1. askerin sadakati hükümete midir, komutanlara mıdır, halka mıdır. asker ülkenin o günkü durumunu mu korumalıdır yoksa ülkenin değişmez değerlerinin korunmasıyla mı sorumludur.
    wtf
  2. kurban bayramı sabahında hepimiz içtimaya çıktık, dizildik sebilhane bardağı gibi.
    alay komutanı "herkesin 50'şer gram çikolata istihkakı var, istihkakınızı aşmayın. bayramınız kutlu olsun" dedi.
    sonra dağıldık.

    not: cipres limon'un uyarısıyla zebilhaneyi sebilhane olarak düzelttim.
  3. gençliğinizin en güzel zamanlarının gasp edilmesinin vuku bulduğu mecburi hizmet. kendini hümanist addeden er kişi için sınanma yeridir.
  4. ülkemizin belkemiği olan meslektir.
  5. arada sırada sadakati sorgulanan meslek. ki söz konusu olam ülkemizin tek temel dayanağı olunca, daha da üzerine gidiliyor.
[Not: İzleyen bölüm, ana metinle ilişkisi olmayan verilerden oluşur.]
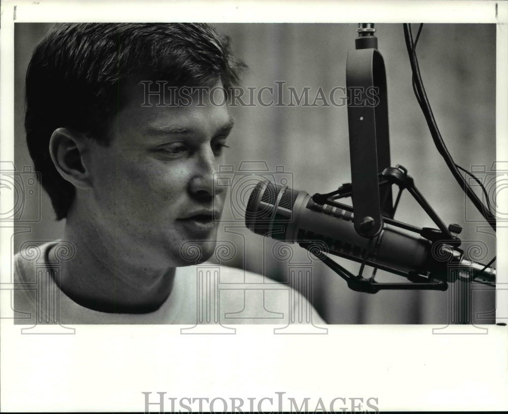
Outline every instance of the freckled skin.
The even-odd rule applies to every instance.
[[[174,267],[192,264],[180,254],[187,241],[201,246],[202,261],[209,258],[217,226],[203,230],[181,219],[221,212],[226,195],[213,193],[213,181],[231,126],[227,107],[206,95],[203,107],[142,107],[142,94],[133,96],[113,121],[111,144],[90,140],[82,155],[91,185],[77,189],[65,234],[77,255],[62,268],[68,294],[89,307],[114,297],[115,311],[160,305]],[[166,133],[175,127],[192,131]]]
    (bkz: lejyoner) başlığına yazmadığım önemli bir şey vardı: mö 106'daki reformlardan sonra devlete değil, komutanlara daha çok bağlanmışlardı. işte bu reformlar, herhangi bir yönetime askeri müdahalelerin elvermesine neden olmuştur. nedeni paragrafın içinde.

    yapılan birkaç ad değişikliği ve bir komutanın fedakarlığı ( veya aldığı risk) nasıl bir etki yaptı gördünüz mü? o günlerden zamanımıza geldik. hala marius'un attığı tohumlar dünyadaki bütün hükümetleri ocak üstünde tutuyor.

    ki arada sırada yemek yanıyor. (bkz: 15 temmuz 2016 askeri darbe)
  6. en iyi askerliğin ........ diyerek başlayacağım hede hodo gelinmez babacim olma hiç hoş değil buralar. sivil hayatta ağzını acamayan bir haktır beceremeyen 3-5 kendini akıllı sana kekoya vermişler 2 pırpır burada terör estiriyorlar. yemekler rezalet köpeklere veriyoruz yemiyor hayvanciklar. adamlar bununla doymamizi istiyor. insanların ego tatmin ettiği bir arena gibi dusunun. rezillik içinde 365 gün dayanmak zorunda olduğunuz bir kepazelik. uzak durun dostlar uzak durun...

    safak: 296 :(
  7. öldürmeyeceğim ve kimsenin askeri olmayacağım. vicdani ret insanlık hakkıdır
  8. korkulacak bir şey değildir. lakin fazla uzun olduğu göörüşündeyim.
    gençlerimizi çeşitli kollara bölerek (ulaştırma, muhabere, komando gibi) temel eğitimlerinin verilerek tekrar kısa bir zamanda sivil hayata gönderilmesi daha mantıklı gelmektedir.
    herkesin durumu iyi olmayabilir, eve bakan tek çocuk bile olabilir, bu yüzden bu çocuğu (gereksiz nöbet tutturma gibi) uzun tutmanın bir gereği yoktur.
    askeri severiz ve her zaman seveceğiz. yoksa asker eğlencesi yapar mıydık?
  9. vatani vazife. ne zaman ve ne kadar uzunlukta yapıldığı ile ters orantılı bir şekilde bünyede etkileri vardır. öngörülen yaşta ^:18^ gidildiğinde sıkıntı yaşamak olasıdır. o yaşta anne-babasından bile emir almaya alışık olmayan genç bünye bir anda asker ocağına düşünce yalpalayacaktır. çoğu duyguyu asker ocağında tecrübe etmek genç nesillerde iz bırakabilir. bu anlamda karakterini de şekillendirecektir ki bu nokta önemlidir. "üniversite okuyayım, bir de cila niyetine yüksek lisans patlatayım." şeklinde bir tavır ile askere teslim olmak bir nebze de olsa yüreklere su serpebilir. bu durumun sıkıntısı ise, karakterine ^:bir karakter sahibi olmak şartıyla^ ters düşecek hal ve oluşumlara karşı siper alma ihtiyacı duymaktır.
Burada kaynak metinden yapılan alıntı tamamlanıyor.